Il n'est pas désagréable, ce Natacha. Loin de là !
Mais il tire en tous sens. Il tire et s'étire tant et si bien qu'il éclate en éclats de souvenirs.


Natacha et les dinosaures, c'est bien évidemment une tentative de surfer sur la vague Jurassik Park du duo Spielberg-Crichton, déferlante cinématographique qui faisait fureur dans les années 90: 1993 et 1997, les Dents de l'affaire !
Mais déjà le deuxième Jurassik Park prenait le sous-titre Le Monde perdu et prétendait ajouter une adaptation de Conan Doyle à son palmarès. Le Monde perdu de Conan Doyle, une aventure du Pr Challenger, le héros éclipsé par Sherlock Holmes, qui a néanmoins elle aussi triomphé à la même époque, générant pas moins qu'une adaptation télévisuelle de type mini-série avec MM. Peter Falk & Bob Hoskins et une série librement adaptée mais se réclamant de son titre et de son personnel. Pris en tenaille entre deux adaptations de l'oeuvre de Conan Doyle - le deuxième opus spielbergien de 1997 et la série de 1999 - rien d'étonnant à ce que Natacha vienne à son se faire une gorge chaude de l'un des plus verniens roman du père du Brigadier Gérard tout en raillant "Mesozoïk Park" au passage, le gratifiant d'un 16e volet boudé par les jeunes héros.
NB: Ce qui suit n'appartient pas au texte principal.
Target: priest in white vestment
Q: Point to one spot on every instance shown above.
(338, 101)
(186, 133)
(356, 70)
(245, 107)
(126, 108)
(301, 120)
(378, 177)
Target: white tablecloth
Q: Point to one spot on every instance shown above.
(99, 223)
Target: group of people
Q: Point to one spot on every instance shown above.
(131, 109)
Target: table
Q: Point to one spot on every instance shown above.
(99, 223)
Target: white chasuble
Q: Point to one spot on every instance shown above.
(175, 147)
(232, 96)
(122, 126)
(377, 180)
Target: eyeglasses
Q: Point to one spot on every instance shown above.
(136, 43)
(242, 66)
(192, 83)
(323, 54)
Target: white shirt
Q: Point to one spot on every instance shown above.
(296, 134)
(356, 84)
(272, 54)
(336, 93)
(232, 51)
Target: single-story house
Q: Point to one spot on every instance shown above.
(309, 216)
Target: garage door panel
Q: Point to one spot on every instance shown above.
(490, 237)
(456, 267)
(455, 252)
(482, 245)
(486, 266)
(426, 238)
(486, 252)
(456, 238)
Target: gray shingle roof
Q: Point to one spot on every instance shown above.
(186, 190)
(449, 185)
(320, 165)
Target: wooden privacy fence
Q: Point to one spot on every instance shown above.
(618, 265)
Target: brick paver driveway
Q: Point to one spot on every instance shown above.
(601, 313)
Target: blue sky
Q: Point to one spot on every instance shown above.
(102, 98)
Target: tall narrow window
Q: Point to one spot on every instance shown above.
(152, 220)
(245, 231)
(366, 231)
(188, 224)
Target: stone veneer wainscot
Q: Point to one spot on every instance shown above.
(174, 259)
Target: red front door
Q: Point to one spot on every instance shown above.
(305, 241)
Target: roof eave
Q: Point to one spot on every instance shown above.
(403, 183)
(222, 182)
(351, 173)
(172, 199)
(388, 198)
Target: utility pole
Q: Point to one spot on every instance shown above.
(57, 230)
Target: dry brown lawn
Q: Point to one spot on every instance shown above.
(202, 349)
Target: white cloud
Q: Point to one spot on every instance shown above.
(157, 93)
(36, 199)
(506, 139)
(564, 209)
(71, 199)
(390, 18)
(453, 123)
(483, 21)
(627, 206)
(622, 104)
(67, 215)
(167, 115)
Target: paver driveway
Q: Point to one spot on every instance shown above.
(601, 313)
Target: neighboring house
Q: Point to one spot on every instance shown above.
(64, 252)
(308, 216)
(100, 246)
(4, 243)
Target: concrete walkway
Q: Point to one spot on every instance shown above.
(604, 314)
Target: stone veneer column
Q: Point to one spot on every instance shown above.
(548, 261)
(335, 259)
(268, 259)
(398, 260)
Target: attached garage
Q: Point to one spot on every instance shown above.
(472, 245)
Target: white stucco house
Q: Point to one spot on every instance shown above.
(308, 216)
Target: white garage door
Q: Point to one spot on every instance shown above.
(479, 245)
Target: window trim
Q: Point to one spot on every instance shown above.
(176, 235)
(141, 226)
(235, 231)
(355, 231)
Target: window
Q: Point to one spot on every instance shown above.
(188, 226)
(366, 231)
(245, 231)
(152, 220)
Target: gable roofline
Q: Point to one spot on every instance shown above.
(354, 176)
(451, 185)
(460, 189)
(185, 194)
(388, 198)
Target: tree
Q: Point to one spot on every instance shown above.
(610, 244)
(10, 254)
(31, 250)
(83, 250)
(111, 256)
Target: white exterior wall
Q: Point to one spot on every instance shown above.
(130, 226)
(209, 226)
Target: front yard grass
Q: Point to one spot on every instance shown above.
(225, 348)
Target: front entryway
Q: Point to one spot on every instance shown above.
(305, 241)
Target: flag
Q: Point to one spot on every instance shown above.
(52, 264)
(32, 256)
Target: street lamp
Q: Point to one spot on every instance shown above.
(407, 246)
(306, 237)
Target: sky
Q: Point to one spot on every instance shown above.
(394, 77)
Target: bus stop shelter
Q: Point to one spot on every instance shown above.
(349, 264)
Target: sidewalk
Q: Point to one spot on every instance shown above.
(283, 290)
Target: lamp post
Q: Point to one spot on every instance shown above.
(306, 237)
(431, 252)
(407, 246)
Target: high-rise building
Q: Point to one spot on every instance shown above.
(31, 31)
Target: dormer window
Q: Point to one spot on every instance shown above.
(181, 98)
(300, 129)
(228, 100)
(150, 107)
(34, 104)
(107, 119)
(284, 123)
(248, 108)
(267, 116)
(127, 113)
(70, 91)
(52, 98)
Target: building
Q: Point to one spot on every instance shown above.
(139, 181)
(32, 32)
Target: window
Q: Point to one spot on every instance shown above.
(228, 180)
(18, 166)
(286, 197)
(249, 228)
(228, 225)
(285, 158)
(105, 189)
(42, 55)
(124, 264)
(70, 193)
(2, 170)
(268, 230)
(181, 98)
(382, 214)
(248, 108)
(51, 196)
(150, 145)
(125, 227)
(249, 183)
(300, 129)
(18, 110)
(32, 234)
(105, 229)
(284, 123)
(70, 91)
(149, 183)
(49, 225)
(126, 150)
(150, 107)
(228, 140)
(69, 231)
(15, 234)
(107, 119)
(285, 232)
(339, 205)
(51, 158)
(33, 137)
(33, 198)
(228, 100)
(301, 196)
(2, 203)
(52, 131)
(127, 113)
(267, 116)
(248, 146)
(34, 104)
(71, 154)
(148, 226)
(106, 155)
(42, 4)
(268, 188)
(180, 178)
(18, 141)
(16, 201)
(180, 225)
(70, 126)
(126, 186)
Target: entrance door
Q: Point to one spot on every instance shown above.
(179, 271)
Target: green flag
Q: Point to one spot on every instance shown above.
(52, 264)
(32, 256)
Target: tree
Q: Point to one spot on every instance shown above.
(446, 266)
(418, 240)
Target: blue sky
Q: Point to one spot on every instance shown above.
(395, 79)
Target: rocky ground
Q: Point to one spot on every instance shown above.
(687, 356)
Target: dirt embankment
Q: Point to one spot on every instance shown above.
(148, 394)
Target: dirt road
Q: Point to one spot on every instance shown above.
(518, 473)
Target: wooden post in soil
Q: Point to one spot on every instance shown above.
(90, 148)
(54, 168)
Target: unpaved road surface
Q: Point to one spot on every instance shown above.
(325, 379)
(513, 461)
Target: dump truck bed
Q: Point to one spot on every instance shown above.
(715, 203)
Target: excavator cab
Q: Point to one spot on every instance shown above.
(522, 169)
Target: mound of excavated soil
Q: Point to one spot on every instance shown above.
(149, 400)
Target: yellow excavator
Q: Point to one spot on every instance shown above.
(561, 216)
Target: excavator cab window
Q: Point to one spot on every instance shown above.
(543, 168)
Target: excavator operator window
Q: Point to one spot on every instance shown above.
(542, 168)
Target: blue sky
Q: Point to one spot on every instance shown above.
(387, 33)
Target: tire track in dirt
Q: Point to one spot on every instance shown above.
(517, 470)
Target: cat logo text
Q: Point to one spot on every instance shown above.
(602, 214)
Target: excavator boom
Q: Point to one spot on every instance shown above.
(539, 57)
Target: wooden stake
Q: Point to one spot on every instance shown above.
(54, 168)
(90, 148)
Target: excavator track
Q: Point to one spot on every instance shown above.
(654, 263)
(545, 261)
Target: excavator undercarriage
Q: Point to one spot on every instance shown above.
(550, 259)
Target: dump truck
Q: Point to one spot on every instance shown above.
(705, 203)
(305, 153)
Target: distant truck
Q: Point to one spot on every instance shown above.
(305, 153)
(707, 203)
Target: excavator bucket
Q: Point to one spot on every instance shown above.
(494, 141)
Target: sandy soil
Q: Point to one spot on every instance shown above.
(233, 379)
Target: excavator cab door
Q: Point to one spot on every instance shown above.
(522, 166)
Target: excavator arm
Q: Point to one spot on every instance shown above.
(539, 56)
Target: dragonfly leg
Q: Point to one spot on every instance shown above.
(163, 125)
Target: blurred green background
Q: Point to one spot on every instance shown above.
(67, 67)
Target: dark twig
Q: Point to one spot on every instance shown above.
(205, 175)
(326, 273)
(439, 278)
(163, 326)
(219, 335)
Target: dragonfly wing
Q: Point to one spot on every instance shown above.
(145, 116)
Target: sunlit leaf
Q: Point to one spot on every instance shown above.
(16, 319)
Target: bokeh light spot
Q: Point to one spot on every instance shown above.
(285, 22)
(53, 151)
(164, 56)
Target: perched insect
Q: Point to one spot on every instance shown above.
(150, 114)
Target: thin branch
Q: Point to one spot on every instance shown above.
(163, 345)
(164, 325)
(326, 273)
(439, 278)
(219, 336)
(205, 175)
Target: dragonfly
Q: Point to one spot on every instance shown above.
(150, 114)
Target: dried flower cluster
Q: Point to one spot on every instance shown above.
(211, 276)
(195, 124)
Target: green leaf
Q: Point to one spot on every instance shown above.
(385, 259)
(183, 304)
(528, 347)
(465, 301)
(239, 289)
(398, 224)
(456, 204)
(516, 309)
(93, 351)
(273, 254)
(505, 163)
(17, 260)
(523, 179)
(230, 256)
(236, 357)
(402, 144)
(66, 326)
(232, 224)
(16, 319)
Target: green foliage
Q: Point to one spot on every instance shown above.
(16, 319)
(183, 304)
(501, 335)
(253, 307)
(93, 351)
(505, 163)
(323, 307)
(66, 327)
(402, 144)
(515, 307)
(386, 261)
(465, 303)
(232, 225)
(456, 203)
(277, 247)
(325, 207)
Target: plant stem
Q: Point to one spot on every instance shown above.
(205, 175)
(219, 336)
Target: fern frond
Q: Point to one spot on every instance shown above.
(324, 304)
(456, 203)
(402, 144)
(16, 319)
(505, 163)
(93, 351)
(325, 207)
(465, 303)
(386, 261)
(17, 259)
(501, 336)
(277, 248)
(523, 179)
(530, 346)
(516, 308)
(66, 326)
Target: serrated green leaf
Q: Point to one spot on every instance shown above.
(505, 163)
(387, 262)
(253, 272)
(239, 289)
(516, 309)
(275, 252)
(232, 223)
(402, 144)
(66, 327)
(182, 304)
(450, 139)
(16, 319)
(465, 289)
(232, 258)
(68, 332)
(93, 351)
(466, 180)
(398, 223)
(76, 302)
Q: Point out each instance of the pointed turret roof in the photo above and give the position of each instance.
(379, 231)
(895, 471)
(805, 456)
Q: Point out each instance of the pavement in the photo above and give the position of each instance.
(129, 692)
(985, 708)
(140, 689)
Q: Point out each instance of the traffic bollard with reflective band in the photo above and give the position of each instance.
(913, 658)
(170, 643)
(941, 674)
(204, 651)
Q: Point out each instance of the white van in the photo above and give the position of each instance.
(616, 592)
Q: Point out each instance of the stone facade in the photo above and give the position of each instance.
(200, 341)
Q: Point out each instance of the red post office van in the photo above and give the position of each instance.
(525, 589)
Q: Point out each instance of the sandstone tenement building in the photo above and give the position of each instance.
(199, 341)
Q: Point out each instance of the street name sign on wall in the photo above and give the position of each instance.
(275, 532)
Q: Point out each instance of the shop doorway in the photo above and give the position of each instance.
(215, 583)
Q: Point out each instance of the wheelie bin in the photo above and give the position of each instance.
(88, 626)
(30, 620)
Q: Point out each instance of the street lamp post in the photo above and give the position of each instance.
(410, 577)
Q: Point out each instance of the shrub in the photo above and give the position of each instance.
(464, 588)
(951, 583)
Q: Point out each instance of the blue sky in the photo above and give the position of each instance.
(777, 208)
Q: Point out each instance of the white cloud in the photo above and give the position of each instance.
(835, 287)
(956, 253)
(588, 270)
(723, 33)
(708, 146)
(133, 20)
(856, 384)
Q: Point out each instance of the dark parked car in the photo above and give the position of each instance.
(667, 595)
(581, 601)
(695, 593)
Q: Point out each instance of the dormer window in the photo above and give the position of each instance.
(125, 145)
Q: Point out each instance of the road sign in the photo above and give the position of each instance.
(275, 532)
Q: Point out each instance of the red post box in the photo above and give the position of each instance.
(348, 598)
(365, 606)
Rien d'étonnant et pourtant si !
Car le récit de ces aventures avait été prévu pour la collection des Jeannette Pointu de Waterlain qui s'est vu refusé le projet et qui contourne l'obstacle en s'associant avec Walthéry pour en faire un Natacha. Il en ressort une aventure qui aurait été sans doute plus crédible menée par une journaliste assumant une expédition, lot d'un concours de son journal.
Forts de leur exploit tout relatif de transposition dans l'univers de la Bardaf, les deux complices se lancent dans de joyeux délires inter-textuels des plus heureux, comme l'allusion à Milou détruisant un squelette de dinosaure dans Le Sceptre d'Ottokar, aux plus déplacés, comme la Ribambelle de Roba revisitée façon très occidento-centrée qui vole un certain temps la vedette à Walter et Natacha.


Reste un soucis pédagogique.
Mieux un jeu avec le pédagogique qui, reprenant une savante poétique vernienne, mêle récit et phrases encyclopédiques. Sans jamais mobiliser le lieu commun de la caricature du pédant, l'album parvient à pasticher Jules Verne de façon assez étonnante et s'inscrit ainsi au côté de son modèle, Le Monde perdu de Conan Doyle, qui s'était déjà fixé ce bel et ambitieux défi.
Pourtant nul besoin de s'encombrer l'esprit avec toutes les précisions savantes pour suivre l'histoire: à la discrétion du lecteur d'en retenir quelque chose ou de n'en retenir rien.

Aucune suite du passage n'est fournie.